Audio Sources

Using the correct input for the speech recognition models is very important. If you decide to use your own method for loading data (or librosa’s method), then recognition performance might/will be degraded.

A list of the most important audio utilities is provided below.

danspeech.audio.load_audio(path, duration=None, offset=None)

Loads a sound file.

Supported formats are WAV, AIFF, FLAC.

Parameters
  • path (str) – Path to sound file

  • duration (float) – Duration in seconds of how much to use. If duration is not specified, then it will record until there is no more audio input.

  • offset (float) – Where to start in seconds in the clip.

Returns

Input array ready for speech recognition.

Return type

numpy.array

danspeech.audio.load_audio_wavPCM(path)

Fast load of wav.

This works well if you are certain that your wav files are PCM encoded.

Parameters

path (str) – Path to wave file.

Returns

Input array ready for speech recognition.

Return type

numpy.array

class danspeech.audio.Microphone(device_index=None, sampling_rate=16000, chunk_size=1024)

Source: https://github.com/Uberi/speech_recognition/blob/master/speech_recognition/__init__.py

Modified for DanSpeech

Warning: Requires PyAudio.

Creates a Microphone instance, which represents the a microphone on the computer.

The microphone needs a device index, or else it will try to use the default microphone of the system.

Sampling rate should always be 16000, if the microphone should work with DanSpeech models.

Parameters
  • device_index (int) – The device index of your microphone. Use Microphone.list_microphone_names() to find the available input sources and choose the appropriate one.

  • sampling_rate (int) – Should always be 16000 unless you configured audio configuration of a your own trained danspeech model.

  • chunk_size (int) – Avoid changing chunk size unless it is strictly neccessary. WARNING: Will possibly break microphone streaming with DanSpeech models.

Example
from danspeech import Recognizer {}
from danspeech.pretrained_models import TestModel
from danspeech.audio.resources import Microphone

# Get a list of microphones found by PyAudio
mic_list = Microphone.list_microphone_names()
mic_list_with_numbers = list(zip(range(len(mic_list)), mic_list))
print("Available microphones: {0}".format(mic_list_with_numbers))

# Choose the microphone
mic_number = input("Pick the number of the microphone you would like to use: ")

# Init a microphone object
m = Microphone(sampling_rate=16000, device_index=int(mic_number))

# Init a DanSpeech model and create a Recognizer instance
model = TestModel()
recognizer = Recognizer(model=model)

print("Speek a lot to adjust silence detection from microphone...")
with m as source:
    recognizer.adjust_for_speech(source, duration=5)

# Enable streaming
recognizer.enable_streaming()

# Create the streaming generator which runs a background thread listening to the microphone stream
generator = recognizer.streaming(source=m)

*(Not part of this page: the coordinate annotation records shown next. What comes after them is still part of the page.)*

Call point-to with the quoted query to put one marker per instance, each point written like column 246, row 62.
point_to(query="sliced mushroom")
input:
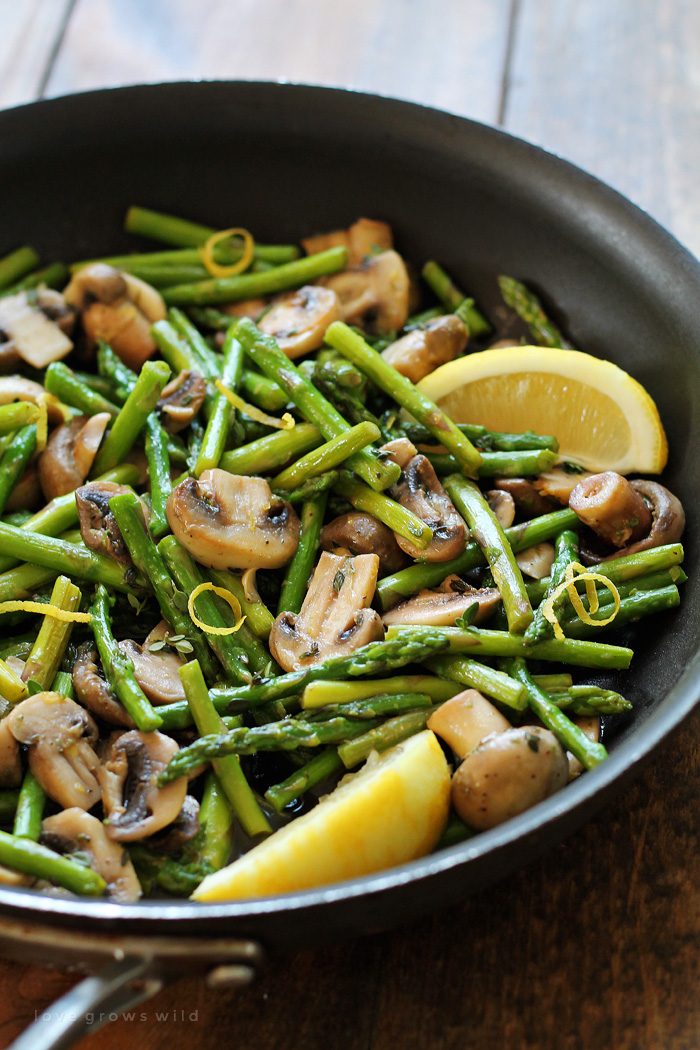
column 443, row 607
column 536, row 561
column 181, row 400
column 59, row 735
column 527, row 499
column 507, row 774
column 335, row 617
column 298, row 320
column 19, row 389
column 364, row 237
column 360, row 533
column 609, row 505
column 419, row 353
column 226, row 521
column 156, row 672
column 98, row 525
column 30, row 333
column 503, row 506
column 92, row 689
column 67, row 458
column 667, row 522
column 419, row 490
column 11, row 763
column 375, row 294
column 118, row 308
column 76, row 832
column 465, row 720
column 134, row 805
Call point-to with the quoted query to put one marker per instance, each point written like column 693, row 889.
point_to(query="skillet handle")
column 88, row 1006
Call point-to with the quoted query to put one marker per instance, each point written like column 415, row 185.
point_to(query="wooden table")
column 595, row 946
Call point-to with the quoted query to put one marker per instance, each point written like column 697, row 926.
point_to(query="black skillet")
column 285, row 161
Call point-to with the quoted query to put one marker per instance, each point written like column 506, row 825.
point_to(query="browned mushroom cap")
column 419, row 353
column 364, row 237
column 667, row 522
column 227, row 521
column 419, row 490
column 156, row 672
column 298, row 319
column 92, row 689
column 527, row 499
column 11, row 763
column 375, row 294
column 465, row 720
column 181, row 400
column 76, row 832
column 508, row 773
column 609, row 505
column 335, row 617
column 29, row 332
column 360, row 533
column 60, row 469
column 118, row 308
column 98, row 525
column 134, row 805
column 60, row 735
column 443, row 607
column 503, row 506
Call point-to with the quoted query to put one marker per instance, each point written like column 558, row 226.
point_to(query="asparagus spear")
column 52, row 637
column 267, row 355
column 119, row 667
column 529, row 309
column 375, row 658
column 588, row 753
column 385, row 376
column 228, row 768
column 129, row 516
column 299, row 570
column 394, row 588
column 490, row 537
column 482, row 643
column 135, row 411
column 248, row 286
column 22, row 855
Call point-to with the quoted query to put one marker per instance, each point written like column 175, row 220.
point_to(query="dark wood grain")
column 614, row 88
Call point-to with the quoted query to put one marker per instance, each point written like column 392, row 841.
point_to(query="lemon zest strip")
column 214, row 268
column 574, row 572
column 230, row 599
column 46, row 610
column 285, row 423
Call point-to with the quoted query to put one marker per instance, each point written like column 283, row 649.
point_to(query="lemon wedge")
column 602, row 418
column 394, row 810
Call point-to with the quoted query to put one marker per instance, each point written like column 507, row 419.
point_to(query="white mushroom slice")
column 38, row 340
column 364, row 237
column 335, row 617
column 60, row 735
column 443, row 608
column 134, row 804
column 226, row 521
column 11, row 763
column 465, row 720
column 506, row 774
column 298, row 320
column 76, row 832
column 536, row 561
column 376, row 294
column 157, row 672
column 419, row 353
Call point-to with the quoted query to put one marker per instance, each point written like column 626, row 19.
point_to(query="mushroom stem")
column 119, row 667
column 228, row 769
column 140, row 403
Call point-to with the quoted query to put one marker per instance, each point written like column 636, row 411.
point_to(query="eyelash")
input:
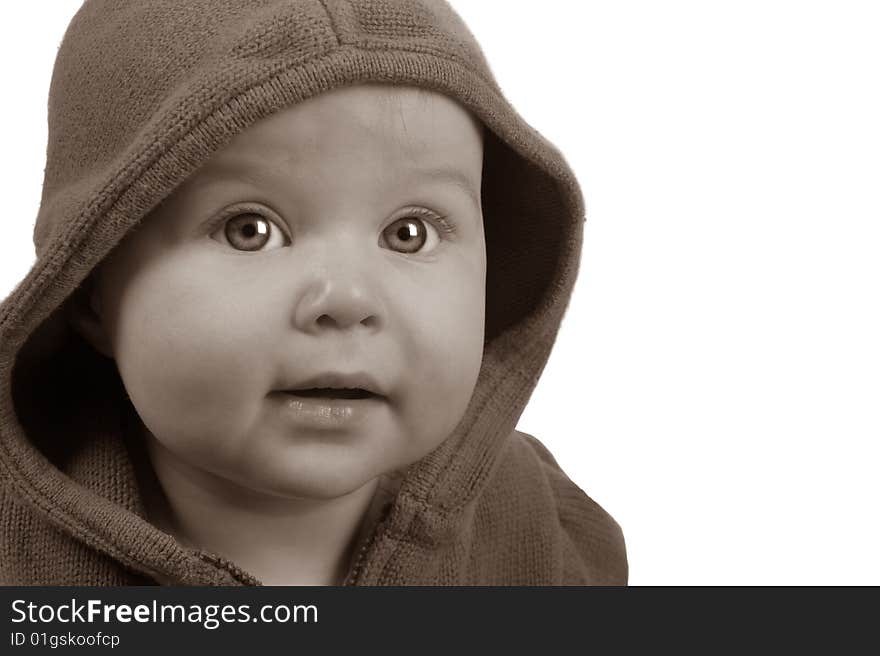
column 446, row 229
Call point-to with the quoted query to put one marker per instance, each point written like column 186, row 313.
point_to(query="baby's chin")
column 318, row 481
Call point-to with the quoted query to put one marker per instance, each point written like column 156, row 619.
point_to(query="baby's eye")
column 249, row 231
column 410, row 233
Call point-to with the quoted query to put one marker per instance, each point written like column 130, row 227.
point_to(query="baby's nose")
column 341, row 299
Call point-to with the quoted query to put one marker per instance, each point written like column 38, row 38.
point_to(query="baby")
column 300, row 266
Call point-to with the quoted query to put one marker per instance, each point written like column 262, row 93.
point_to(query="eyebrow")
column 450, row 175
column 454, row 177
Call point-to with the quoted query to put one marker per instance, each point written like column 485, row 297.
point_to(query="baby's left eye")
column 250, row 231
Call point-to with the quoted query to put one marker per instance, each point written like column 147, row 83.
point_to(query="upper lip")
column 338, row 380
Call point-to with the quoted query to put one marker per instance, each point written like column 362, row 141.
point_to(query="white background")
column 716, row 381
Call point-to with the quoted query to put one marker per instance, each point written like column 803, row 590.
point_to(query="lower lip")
column 321, row 412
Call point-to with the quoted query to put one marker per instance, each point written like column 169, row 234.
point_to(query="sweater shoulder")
column 593, row 540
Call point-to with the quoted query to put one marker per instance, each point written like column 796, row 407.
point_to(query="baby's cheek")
column 443, row 381
column 190, row 375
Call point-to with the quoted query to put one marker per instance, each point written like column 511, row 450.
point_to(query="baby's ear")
column 84, row 316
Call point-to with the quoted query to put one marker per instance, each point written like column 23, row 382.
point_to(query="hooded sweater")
column 142, row 94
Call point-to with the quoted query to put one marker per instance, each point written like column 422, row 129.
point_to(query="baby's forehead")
column 355, row 136
column 398, row 123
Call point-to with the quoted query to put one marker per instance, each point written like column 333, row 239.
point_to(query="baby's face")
column 340, row 236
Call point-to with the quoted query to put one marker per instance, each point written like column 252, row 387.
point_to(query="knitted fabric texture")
column 142, row 94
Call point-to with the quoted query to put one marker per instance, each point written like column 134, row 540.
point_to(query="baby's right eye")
column 250, row 231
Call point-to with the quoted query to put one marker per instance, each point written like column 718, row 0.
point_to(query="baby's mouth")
column 332, row 393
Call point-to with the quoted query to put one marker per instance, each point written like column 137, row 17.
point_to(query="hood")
column 142, row 94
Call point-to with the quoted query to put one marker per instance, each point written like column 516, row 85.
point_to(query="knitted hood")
column 143, row 93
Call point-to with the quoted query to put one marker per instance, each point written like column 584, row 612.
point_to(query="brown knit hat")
column 143, row 93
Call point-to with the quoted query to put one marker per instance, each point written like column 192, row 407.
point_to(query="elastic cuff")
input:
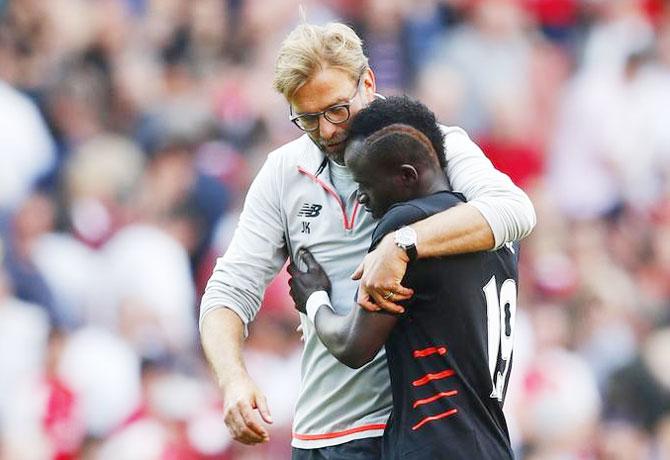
column 316, row 300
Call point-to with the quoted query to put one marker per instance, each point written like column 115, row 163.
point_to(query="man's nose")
column 326, row 129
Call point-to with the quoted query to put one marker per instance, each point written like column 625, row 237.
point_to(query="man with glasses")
column 305, row 198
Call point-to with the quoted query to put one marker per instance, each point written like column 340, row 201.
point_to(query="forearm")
column 356, row 338
column 222, row 335
column 460, row 229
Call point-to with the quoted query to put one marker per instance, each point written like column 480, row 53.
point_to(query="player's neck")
column 434, row 182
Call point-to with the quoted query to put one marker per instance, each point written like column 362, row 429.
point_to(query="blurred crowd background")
column 130, row 131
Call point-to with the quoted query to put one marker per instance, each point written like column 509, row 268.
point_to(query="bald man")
column 450, row 352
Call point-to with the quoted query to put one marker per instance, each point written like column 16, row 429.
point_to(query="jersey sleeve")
column 506, row 207
column 256, row 253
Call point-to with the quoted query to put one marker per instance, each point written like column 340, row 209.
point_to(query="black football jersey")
column 450, row 354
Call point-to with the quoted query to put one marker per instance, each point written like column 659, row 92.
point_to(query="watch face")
column 406, row 236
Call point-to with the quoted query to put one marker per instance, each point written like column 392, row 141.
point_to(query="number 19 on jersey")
column 500, row 313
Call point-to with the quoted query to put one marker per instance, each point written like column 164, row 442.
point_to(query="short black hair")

# The below code runs for a long time. The generator returns transcriptions of spoken speech from your microphone.
print("Speak")
for i in range(100000):
    trans = next(generator)
    print(trans)
static list_microphone_names()

Source: https://github.com/Uberi/speech_recognition/blob/master/speech_recognition/__init__.py

Find all available input sources.

The index of each microphone’s name in the returned list is the same as its device index when creating a Microphone instance - if you want to use the microphone at index 3 in the returned list, use Microphone(device_index=3).

Warning: Will also show sources that are not actually microphones, which will result in an error. Try another one, that sounds plausible.

Returns

A list of the names of all available microphones.

Return type

list